Single particle tracking microscopie die de lokalisatie van individuele deeltjes in levende cellen monitort met een ruimtelijke resolutie van tientallen nanometers en een tijdsresolutie van milliseconden is goed ontwikkeld om de NPs of membraanmoleculendynamica8,9te bestuderen . Fluorescentie-gebaseerde microscopische beeldvormingstechnieken zijn waardevolle instrumenten geworden voor het observeren van NPs/moleculen in de leefomgeving9,10,11,12. Bijvoorbeeld, totale interne reflectie fluorescentie microscopie, die dunne lagen (~ 100 nm) van het monster op de substraat / oplossingsinterface met een hoge spatiotemporale resolutie in beeldbrengen,is veel gebruikt in studies naar membraanmoleculendynamiek13,14. De inherente nadelen van enkele fluorforen, zoals lage intensiteit en snelle onomkeerbare fotobleaching, verminderen echter de nauwkeurigheid en duur van tracking13. Daarom hebben niet-fluorescerende plasmonische NPs, die de fluorescerende sondes vervangen, steeds meer aandacht getrokken in langetermijnbeeldvormingsstudies vanwege hun unieke optische kenmerken15. Op basis van de verstrooiingssignalen van plasmonische NP-sondes zijn verschillende soorten optische microscopische beeldvormingstechnologieën gebruikt om het mechanisme van biologische processen te bestuderen, zoals donkerveldmicroscopie (DFM)16,interferometrische verstrooiing (iSCAT) microscopie17 en differentiële interferentiecontrastmicroscopie (DICM)18. Bovendien kan de bewegings - en rotatiedynamiek van AuNRs worden verkregen met behulp van DFM en DICM18,19,20,21,22. Meestal wordt in een SPT-experiment de beweging van het object geregistreerd door de optische microscoop en vervolgens geanalyseerd door SPT-analysemethoden3. De tijdgeopgeleerde trajecten en oriëntatiehoeken die door individuele NPs worden gegenereerd, zijn normaal stochastisch en heterogeen, dus het is noodzakelijk om overvloedige dynamische informatie te presenteren met verschillende analysemethoden.

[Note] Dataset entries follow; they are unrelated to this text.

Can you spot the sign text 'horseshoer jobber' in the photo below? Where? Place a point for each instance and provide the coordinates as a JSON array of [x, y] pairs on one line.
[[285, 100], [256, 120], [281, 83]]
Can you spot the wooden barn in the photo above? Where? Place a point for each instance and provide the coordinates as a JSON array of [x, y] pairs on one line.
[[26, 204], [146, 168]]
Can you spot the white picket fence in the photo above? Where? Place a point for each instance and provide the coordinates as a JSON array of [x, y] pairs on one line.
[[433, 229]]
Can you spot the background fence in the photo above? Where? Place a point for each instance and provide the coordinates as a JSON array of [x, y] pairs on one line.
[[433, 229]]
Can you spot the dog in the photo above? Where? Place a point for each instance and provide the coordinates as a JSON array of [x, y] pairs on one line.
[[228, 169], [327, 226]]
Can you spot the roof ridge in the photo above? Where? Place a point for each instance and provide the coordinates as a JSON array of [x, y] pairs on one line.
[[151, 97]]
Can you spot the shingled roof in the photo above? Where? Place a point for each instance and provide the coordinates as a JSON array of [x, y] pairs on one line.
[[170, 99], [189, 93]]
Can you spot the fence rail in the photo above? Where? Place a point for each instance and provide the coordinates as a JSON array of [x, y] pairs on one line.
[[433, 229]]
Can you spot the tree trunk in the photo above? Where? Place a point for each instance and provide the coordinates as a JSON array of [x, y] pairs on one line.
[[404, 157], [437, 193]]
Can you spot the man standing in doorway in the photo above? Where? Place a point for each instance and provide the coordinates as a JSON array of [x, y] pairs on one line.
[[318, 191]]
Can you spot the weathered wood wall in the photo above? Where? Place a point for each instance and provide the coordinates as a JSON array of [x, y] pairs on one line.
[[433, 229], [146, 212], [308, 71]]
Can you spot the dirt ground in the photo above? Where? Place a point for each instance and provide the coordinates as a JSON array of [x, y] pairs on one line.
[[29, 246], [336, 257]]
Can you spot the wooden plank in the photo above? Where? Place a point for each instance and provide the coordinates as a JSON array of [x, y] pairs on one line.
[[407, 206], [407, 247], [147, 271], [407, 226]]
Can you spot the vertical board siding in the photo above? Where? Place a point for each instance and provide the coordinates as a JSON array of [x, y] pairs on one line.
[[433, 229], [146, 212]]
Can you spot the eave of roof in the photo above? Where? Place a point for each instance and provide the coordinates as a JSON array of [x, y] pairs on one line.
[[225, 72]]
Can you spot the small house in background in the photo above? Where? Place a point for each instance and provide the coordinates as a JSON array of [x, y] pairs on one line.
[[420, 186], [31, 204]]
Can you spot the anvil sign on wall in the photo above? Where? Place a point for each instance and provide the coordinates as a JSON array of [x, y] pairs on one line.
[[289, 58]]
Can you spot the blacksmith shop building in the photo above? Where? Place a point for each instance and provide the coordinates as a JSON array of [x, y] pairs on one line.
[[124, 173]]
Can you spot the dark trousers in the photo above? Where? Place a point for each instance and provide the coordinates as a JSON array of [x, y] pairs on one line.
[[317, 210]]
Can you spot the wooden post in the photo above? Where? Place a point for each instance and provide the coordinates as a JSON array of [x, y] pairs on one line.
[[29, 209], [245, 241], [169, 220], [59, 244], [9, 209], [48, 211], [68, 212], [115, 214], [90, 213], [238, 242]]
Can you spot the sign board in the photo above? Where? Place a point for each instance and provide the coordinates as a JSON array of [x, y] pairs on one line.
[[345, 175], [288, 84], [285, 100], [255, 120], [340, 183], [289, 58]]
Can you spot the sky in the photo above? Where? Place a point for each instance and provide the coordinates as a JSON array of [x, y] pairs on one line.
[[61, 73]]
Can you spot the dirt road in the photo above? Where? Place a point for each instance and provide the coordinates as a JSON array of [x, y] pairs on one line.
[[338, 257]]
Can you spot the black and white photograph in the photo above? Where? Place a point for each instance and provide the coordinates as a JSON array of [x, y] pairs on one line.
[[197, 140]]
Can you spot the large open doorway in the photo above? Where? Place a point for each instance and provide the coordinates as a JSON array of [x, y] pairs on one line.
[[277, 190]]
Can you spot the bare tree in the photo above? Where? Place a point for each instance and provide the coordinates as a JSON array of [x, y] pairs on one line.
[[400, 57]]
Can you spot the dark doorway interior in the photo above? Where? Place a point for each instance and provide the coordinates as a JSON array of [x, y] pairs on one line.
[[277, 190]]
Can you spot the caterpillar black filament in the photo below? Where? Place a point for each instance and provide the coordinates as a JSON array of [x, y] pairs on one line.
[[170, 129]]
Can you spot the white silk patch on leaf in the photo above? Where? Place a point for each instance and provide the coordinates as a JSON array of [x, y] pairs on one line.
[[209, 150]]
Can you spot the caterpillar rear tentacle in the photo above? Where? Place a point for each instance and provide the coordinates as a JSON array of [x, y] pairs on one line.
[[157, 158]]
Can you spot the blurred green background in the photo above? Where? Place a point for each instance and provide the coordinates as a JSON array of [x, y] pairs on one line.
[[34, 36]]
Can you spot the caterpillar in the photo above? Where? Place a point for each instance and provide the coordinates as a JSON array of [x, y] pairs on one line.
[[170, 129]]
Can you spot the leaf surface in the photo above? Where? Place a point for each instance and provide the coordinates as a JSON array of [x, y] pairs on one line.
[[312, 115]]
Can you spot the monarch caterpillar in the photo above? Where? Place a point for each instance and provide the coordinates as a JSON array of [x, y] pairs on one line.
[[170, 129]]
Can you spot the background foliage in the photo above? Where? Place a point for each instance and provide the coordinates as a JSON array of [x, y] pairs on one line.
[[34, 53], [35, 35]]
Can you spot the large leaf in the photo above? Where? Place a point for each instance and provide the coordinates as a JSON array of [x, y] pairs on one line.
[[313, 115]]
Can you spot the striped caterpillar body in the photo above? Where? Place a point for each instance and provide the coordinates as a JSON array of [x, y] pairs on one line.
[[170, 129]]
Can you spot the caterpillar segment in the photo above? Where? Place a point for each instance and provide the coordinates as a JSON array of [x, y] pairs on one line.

Hier bieden we een geïntegreerd protocol dat de dynamiek van AuNR's op celmembraan bewaakt met behulp van DFM, de locatie en oriëntatie van AuNR's extraheert met ImageJ en MATLAB en de verspreiding van AuNR's karakteriseert met SPT-analysemethoden. Als demonstratie laten we hier zien hoe we het SPT-protocol kunnen gebruiken om de dynamiek van ongewijzigde AuNR's (CTAB-AuNRs, gesynthetiseerd door cetyltrimethylammonium ammoniumbromidemolecuul als beschermend middel) op U87 MG-celmembraan te visualiseren. Er is aangetoond dat CTAB-AuNRs eiwitten in biologische omgeving kunnen adsorberen, op celmembraan kunnen bewegen en vervolgens cellen2,20,22kunnen binnendringen . U87 MG-cel is de meest voorkomende en meest kwaadaardige tumor van het centrale zenuwstelsel en de membraanreceptoren worden abnormaal uitgedrukt. De membraanreceptoren kunnen interageren met eiwitten op AuNR's, die de dynamiek van AuNR's beïnvloeden. Ons protocol is algemeen toepasbaar op andere SPT experimenten op het gebied van biologie.